Mein Kollege schmunzelt und nimmt ebenfalls einen Schluck Kaffee. "Manche Menschen glauben tatsächlich, dass, wenn sie immer bei einer Meinung bleiben, dass es dann auch so ist."
In diesem Fall sprechen aber alle Beweise gegen ihn.
"Er will jetzt auf einen Anwalt warten." Ich verdrehe meine Augen und gebe ein genervtes "Pff" von mir. "Soll er doch. Der Anwalt kann ihm auch nicht helfen."Nach meinem Kaffee nutze ich die Wartezeit und gebe einige Akten in die Datenbank ein. Ein Teil meines Jobs, den ich wirklich hasse. Schreibkram war noch nie wirklich meins. Viel lieber bin ich auf Streife, aber ab und an ist man halt an seinen Schreibtisch gefesselt.
"Ich werde es machen", höre ich Liam neben mir sagen und somit bekommt er wieder meine Aufmerksamkeit. "Hm?" - "Niall. Ich werde ihn fragen. Dieses Wochenende".

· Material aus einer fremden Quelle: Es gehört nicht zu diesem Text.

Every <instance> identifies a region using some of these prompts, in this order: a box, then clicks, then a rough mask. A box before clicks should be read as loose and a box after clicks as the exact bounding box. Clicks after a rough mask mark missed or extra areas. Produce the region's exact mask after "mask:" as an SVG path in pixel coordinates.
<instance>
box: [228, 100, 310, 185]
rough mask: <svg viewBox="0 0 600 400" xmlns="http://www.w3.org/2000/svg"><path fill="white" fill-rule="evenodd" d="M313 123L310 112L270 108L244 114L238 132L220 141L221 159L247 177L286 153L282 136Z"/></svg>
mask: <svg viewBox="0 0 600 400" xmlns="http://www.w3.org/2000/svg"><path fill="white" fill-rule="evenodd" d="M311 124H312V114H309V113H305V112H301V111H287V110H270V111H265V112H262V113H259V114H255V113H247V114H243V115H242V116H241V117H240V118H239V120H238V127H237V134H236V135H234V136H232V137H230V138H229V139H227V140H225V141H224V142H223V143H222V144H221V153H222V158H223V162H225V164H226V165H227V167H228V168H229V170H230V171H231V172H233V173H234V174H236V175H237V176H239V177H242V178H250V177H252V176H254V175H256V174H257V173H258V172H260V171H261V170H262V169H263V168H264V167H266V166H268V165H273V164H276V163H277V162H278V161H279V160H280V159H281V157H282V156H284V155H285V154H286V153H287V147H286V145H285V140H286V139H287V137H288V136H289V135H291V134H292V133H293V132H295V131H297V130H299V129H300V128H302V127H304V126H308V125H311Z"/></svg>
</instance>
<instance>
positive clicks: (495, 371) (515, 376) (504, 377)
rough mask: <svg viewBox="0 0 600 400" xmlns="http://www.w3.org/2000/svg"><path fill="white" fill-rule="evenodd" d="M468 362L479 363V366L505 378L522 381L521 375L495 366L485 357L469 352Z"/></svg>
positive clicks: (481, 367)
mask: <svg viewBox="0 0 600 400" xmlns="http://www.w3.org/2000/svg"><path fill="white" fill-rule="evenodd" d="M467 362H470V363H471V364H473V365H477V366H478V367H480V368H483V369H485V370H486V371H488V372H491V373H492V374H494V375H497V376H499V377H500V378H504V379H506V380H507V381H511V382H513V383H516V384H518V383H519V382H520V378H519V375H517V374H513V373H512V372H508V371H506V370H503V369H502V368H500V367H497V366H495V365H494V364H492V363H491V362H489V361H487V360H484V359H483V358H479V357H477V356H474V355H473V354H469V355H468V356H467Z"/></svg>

Schmunzelnd schüttele ich meinen Kopf. "So wie du es die letzten zwei Wochenenden machen wolltest?". Mein Kollege und mittlerweile bester Freund wird rot und senkt seinen Blick. "Es war eben nicht der richtige Moment".
Leise lache ich auf, sage aber weiter nichts dazu. So geht es nämlich schon seit einer gefühlten Ewigkeit. Er möchte seinem Lebensgefährten einen Antrag machen, plant alles und am Ende zieht er es dann doch nicht durch. Dabei verstehe ich sein Problem nicht. Niall würde niemals nein sagen. Insgeheim wartet der Ire nur auf die Frage aller Fragen, doch mein bester Freund hat einfach nicht genug Eier in der Hose. Keine Ahnung, wovor er Angst hat, aber einen Korb kassiert er sicherlich nicht. Da würde ich meine Hand für ins Feuer legen.

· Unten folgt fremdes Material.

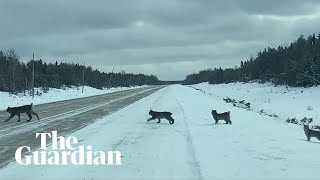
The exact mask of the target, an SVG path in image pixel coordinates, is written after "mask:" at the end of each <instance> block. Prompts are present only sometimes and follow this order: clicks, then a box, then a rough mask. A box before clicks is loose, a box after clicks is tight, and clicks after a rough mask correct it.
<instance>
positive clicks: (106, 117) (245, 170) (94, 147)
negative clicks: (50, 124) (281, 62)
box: [0, 85, 320, 179]
mask: <svg viewBox="0 0 320 180" xmlns="http://www.w3.org/2000/svg"><path fill="white" fill-rule="evenodd" d="M150 109H153V110H156V111H171V112H172V113H173V118H174V119H175V124H174V125H170V124H169V123H168V121H166V120H162V121H161V124H157V123H156V121H150V122H146V119H147V118H149V115H148V111H149V110H150ZM211 109H216V110H217V111H218V112H222V111H231V120H232V122H233V124H232V125H226V124H222V122H220V123H221V124H214V121H213V119H212V116H211V114H210V113H211ZM71 135H72V136H75V137H77V138H78V139H79V140H81V144H83V145H91V146H93V147H94V149H97V150H106V151H108V150H119V151H121V153H122V165H121V166H73V165H68V166H34V165H32V166H21V165H18V164H16V163H12V164H10V165H9V166H8V167H6V168H4V169H2V170H1V171H0V177H4V178H5V179H7V178H10V179H15V178H17V179H21V178H26V179H30V178H33V179H58V178H63V179H66V175H69V176H68V178H69V179H317V178H319V175H318V173H317V172H318V170H319V168H320V158H319V152H320V143H319V142H317V140H315V139H312V142H307V141H306V140H305V139H306V138H305V135H304V133H303V128H302V127H301V126H297V125H292V124H286V123H283V122H279V121H277V120H275V119H273V118H270V117H267V116H262V115H260V114H258V113H256V112H252V111H247V110H244V109H239V108H235V107H231V106H230V105H227V104H225V103H223V102H222V101H219V100H217V99H216V98H214V97H213V96H210V95H206V94H203V93H201V92H200V91H196V90H194V89H192V88H189V87H186V86H181V85H173V86H169V87H166V88H163V89H161V90H159V91H157V92H156V93H154V94H152V95H150V96H148V97H145V98H143V99H141V100H139V101H137V102H135V103H133V104H131V105H129V106H127V107H126V108H124V109H122V110H120V111H118V112H116V113H114V114H111V115H110V116H107V117H105V118H103V119H100V120H98V121H96V122H95V123H93V124H90V125H88V126H87V127H85V128H83V129H81V130H79V131H77V132H74V133H73V134H71Z"/></svg>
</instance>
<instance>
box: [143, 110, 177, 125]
mask: <svg viewBox="0 0 320 180" xmlns="http://www.w3.org/2000/svg"><path fill="white" fill-rule="evenodd" d="M149 115H150V116H151V118H149V119H148V120H147V121H148V122H149V121H151V120H154V119H158V122H157V123H160V122H161V119H167V120H168V121H169V123H170V124H174V119H173V118H172V116H171V115H172V113H171V112H157V111H152V110H150V111H149Z"/></svg>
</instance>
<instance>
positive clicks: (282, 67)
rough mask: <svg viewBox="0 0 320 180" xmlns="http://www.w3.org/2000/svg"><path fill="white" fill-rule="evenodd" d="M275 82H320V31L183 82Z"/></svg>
mask: <svg viewBox="0 0 320 180" xmlns="http://www.w3.org/2000/svg"><path fill="white" fill-rule="evenodd" d="M252 80H257V81H259V82H262V83H263V82H272V83H274V84H276V85H289V86H295V87H310V86H314V85H319V84H320V33H319V34H318V35H315V34H313V35H310V36H308V37H307V38H305V37H304V36H303V35H301V36H300V37H299V38H298V39H297V40H296V41H294V42H292V43H290V45H286V46H283V45H282V46H278V47H277V48H270V47H268V48H265V49H264V50H263V51H259V52H258V53H257V56H256V57H255V58H253V57H251V58H250V59H248V60H245V61H241V63H240V64H239V66H236V67H234V68H226V69H222V68H221V67H220V68H214V69H212V68H209V69H206V70H202V71H199V72H198V73H193V74H189V75H187V76H186V78H185V80H184V81H183V82H182V83H183V84H196V83H201V82H209V83H210V84H219V83H230V82H238V81H240V82H249V81H252Z"/></svg>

Das Klingeln von meinem Telefon unterbricht unsere Unterhaltung und schnell nehme ich ab, werde von der Empfangsdame aufgeklärt, dass der Anwalt nun eingetroffen ist.
"Danke May".
Mein Blick geht zu Liam, als ich aufstehe und meine Akte an mich nehme. "Ich bin dann mal im Verhörraum".Stunden später habe ich endlich Feierabend. Es ist bereits nach 21 Uhr und ich habe mehr Überstunden gemacht, als geplant. Mein Rücken schmerzt und meine Laune ist definitiv im Keller.

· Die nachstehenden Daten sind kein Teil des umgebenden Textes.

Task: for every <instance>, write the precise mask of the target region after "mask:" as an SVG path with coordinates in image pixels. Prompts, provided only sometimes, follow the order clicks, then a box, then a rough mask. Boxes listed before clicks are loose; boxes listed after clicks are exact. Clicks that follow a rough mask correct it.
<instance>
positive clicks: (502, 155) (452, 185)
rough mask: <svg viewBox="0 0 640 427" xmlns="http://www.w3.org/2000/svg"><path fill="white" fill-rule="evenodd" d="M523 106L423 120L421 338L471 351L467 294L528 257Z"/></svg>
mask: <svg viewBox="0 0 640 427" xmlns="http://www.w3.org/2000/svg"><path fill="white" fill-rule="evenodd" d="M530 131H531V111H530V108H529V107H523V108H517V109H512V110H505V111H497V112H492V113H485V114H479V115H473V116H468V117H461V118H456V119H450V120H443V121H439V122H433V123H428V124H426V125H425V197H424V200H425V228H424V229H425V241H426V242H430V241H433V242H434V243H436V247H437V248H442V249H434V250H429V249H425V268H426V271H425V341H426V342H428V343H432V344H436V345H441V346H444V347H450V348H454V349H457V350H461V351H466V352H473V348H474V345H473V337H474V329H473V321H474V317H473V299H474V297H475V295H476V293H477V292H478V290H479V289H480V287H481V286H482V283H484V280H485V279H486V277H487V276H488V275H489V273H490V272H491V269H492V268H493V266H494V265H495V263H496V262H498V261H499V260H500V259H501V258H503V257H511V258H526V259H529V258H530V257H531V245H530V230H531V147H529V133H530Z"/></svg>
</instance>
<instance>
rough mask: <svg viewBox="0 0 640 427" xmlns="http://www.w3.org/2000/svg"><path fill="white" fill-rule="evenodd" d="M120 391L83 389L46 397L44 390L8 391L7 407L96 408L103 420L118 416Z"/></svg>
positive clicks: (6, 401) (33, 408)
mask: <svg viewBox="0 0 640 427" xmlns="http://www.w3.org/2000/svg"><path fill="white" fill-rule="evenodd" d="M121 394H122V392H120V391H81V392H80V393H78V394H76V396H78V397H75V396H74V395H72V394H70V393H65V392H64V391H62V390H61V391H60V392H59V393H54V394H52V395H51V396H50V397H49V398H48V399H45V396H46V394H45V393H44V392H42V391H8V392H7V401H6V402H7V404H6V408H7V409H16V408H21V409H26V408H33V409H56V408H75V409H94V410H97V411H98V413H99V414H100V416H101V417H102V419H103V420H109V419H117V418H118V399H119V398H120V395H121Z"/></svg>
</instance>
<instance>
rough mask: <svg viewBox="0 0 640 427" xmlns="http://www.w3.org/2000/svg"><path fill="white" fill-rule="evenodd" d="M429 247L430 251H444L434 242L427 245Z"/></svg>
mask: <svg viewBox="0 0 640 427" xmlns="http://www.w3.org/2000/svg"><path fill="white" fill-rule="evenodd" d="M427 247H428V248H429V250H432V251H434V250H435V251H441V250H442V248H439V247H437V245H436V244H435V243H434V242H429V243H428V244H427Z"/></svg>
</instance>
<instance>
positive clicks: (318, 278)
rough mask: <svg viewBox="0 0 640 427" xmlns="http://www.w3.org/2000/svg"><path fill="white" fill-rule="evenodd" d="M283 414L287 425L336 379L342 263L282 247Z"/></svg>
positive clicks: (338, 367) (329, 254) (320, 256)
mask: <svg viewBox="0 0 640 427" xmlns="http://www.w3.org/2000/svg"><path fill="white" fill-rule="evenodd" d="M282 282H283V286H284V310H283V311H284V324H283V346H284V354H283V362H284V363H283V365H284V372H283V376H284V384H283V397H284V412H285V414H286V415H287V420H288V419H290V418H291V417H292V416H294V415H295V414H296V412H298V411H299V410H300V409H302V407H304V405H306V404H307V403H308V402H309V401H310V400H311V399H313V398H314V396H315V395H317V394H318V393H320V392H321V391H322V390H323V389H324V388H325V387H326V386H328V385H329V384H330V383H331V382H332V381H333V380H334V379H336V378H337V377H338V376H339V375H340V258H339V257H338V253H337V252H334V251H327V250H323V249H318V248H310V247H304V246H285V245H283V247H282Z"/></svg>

Meinen Wagen steuere ich durch den Verkehr und merke gegen meine Erwartungen keinerlei Müdigkeit. Ich stehe unter Strom, bin noch viel zu wach, um mich jetzt auf mein Sofa zu hauen und schlafen zu gehen.
An einer roten Ampel fällt mir eine Bar ins Auge, die auf der anderen Straßenseite zu sehen ist und kurz überlege ich, parke dann meinen Wagen auf einem freien Parkplatz. Ein Absacker wird nicht schaden. Vielleicht hilft mir ein Bier dabei, endlich etwas herunterzukommen.In dieser Bar war ich noch nie. Normalerweise gehe ich in die Kneipe, die bei mir um die Ecke ist. Ich kenne den Besitzer und der Weg nach Hause ist nicht weit. In diese Ecke verschlägt es mich selten. Hier fahre ich eigentlich immer nur mit dem Auto durch, wenn ich zur Arbeit möchte, oder eben nach Hause. Wirklich angehalten habe ich hier noch nie. Dennoch muss ich feststellen, dass diese Bar um einiges schicker ist, als meine Stammkneipe. Alles ist in Schwarz und Gold gehalten, die Barhocker haben einen edlen Lederbezug und auf dem Tresen ist nicht ein Tropfen verschütteter Alkohol zu erkennen. Zudem ist die Musik in einer angenehmen Lautstärke. Nicht zu leise, aber auch nicht so laut, dass man sich nicht unterhalten kann. Die Preise hier sind sicherlich eine andere Hausnummer.
Ich setze mich auf einen Barhocker am Tresen, lasse meinen Blick kurz schweifen und entscheide mich dann gegen Bier. Irgendwie fühlt es sich falsch an und so wie der Laden hier aussieht, bekomme ich es eh nicht in einer Flasche. Und Bier aus Gläsern schmeckt in meinen Augen einfach nur ekelhaft.
"Was darf es sein?", möchte ein junger Mann von mir wissen und mustert mich. Er trägt eine schwarze Schürze mit dem goldenen Logo des Ladens. Neugierig mustert er mich, wartet auf eine Antwort. Meine Augen huschen über die Regale hinter ihm, die Logos der verschiedenen Flaschen kommen mir nicht alle bekannt vor. Sicherlich gibt es hier viele Sorten, die ich nicht kenne. Wobei ich mich da auch wirklich nicht gut auskenne. So oft trinke ich dann doch nicht und wenn, dann vorzugsweise Bier.
"Ich hätte gerne einen Scotch."
Nickend dreht der Typ sich um, deutet auf drei Flaschen und sieht mich fragend an. Unentschlossen zucke ich mit den Schultern, entscheide mich dann für den in der Mitte und hoffe einfach, das dieser schmeckt.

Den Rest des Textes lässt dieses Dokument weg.